Tyson Foods completed a $90 million expansion of its Forest, Mississippi, plant that will increase its chicken processing capacity amid heightened demand for protein. The company said the project will add more than 320 jobs to its workforce.
The expansion adds automation technology and manufacturing capacity, specifically designed to process more chicken for food service and retailers. Tyson said it will improve the labor conditions at its Forest plant, which employed 1,250 workers during its 2021 fiscal year.
David Bray, Tyson’s group president of poultry, also said the project will accelerate its automation footprint. The company did not specify what “innovative” automation technology would be implemented at the facility.
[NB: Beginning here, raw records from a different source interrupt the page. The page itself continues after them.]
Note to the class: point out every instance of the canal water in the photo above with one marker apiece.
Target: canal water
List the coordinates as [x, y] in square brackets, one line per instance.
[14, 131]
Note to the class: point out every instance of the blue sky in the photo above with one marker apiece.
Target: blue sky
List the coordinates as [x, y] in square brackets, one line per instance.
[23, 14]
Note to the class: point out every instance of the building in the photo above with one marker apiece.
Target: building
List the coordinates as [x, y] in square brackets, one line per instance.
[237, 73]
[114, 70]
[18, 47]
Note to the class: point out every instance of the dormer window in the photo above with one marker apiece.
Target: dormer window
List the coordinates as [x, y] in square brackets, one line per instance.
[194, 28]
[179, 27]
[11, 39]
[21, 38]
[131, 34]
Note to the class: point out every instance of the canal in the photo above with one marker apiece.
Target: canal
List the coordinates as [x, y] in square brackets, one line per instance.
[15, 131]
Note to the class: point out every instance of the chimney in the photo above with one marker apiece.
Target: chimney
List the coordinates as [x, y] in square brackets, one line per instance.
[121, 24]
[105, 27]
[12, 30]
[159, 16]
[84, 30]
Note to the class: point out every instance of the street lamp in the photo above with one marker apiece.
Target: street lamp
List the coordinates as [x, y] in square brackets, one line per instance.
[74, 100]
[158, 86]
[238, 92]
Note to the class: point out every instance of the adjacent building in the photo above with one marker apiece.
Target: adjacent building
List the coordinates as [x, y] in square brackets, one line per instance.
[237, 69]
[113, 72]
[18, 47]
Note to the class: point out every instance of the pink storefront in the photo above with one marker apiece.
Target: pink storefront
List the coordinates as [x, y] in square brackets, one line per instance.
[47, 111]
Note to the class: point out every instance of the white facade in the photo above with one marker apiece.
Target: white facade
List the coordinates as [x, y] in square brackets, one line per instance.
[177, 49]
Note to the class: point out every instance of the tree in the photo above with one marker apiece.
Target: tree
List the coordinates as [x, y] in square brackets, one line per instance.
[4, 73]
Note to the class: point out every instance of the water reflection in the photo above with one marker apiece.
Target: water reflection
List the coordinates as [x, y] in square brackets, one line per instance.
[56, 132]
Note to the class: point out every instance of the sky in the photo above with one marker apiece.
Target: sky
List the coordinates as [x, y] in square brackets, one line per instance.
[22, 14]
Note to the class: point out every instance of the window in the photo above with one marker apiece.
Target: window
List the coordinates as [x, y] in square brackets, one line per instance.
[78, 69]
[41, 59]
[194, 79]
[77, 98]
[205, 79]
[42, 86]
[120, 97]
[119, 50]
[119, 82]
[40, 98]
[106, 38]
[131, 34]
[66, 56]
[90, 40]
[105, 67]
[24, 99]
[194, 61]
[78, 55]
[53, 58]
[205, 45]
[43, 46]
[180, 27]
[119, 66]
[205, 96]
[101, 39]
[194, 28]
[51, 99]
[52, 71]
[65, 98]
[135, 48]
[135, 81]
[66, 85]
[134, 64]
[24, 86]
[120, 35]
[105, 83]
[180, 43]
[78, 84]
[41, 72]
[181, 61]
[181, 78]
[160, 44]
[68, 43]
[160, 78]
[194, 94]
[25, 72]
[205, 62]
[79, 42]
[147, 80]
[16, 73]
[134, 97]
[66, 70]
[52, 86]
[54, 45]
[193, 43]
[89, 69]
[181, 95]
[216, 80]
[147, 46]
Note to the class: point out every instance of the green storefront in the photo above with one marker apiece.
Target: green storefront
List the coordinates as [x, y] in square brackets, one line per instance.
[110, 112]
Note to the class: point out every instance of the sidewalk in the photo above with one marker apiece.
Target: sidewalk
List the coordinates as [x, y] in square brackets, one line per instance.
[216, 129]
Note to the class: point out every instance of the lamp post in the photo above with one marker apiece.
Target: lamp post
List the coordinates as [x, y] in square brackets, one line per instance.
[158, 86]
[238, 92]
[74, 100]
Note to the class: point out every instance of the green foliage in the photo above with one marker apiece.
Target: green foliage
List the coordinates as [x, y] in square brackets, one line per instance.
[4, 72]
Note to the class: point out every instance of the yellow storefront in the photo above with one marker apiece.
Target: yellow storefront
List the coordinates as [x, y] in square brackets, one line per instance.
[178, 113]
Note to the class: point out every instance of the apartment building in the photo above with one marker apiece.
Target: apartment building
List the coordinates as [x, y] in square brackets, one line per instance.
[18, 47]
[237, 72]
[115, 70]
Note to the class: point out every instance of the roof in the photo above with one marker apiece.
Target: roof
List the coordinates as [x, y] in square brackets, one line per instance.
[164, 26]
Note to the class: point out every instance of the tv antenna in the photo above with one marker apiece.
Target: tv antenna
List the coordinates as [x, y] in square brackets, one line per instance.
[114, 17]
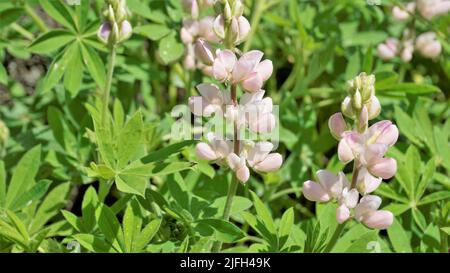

“This project demonstrates our ability to execute a product mix change that translates into less intensive labor for team members while creating more jobs at a competitive pay structure,” Bray said in a statement. “It’s a win-win to support the long-term growth of the Forest community and our operations.”
The meat and poultry processor committed in 2021 to spending $1.3 billion on automation during the next three years, with investments coming in artificial intelligence and predictive analytics. Tyson said at the time it planned to open 12 new plants during the next two years in order to boost volume.
The expansion comes as the company is tackling its supply issues in order to improve chicken production and efficiency, which has lagged in recent years. Tyson told Food Dive this week that automation efforts — such as chicken deboning machinery and employee retention programs — are part of its goal to increase output at a time of high demand for the company’s offerings.
Sales of the company’s products increased to $13.1 billion in the most recent year, a 16% jump from the prior year. Amid heightened demand, Tyson increased its yearly sales forecast by more than $3 billion to the range of $52 billion to $54 billion, president and CEO Donnie King said in May.
Tyson and other CPGs have been aggressively opening new plants or adding on to existing ones in an effort to meet growing demand for proteins, snacks and other offerings.
Last April, Tyson said it is opening its first new poultry processing facility in 25 years with a plant in Humboldt, Tennessee. The company invested $425 million in the 370,000-square-foot facility, which will produce pre-packaged trays of fresh chicken for retail. Tyson also announced in 2021 that it would expand a Texas bacon facility and increase its case-ready meat production by reopening an idle plant in South Carolina.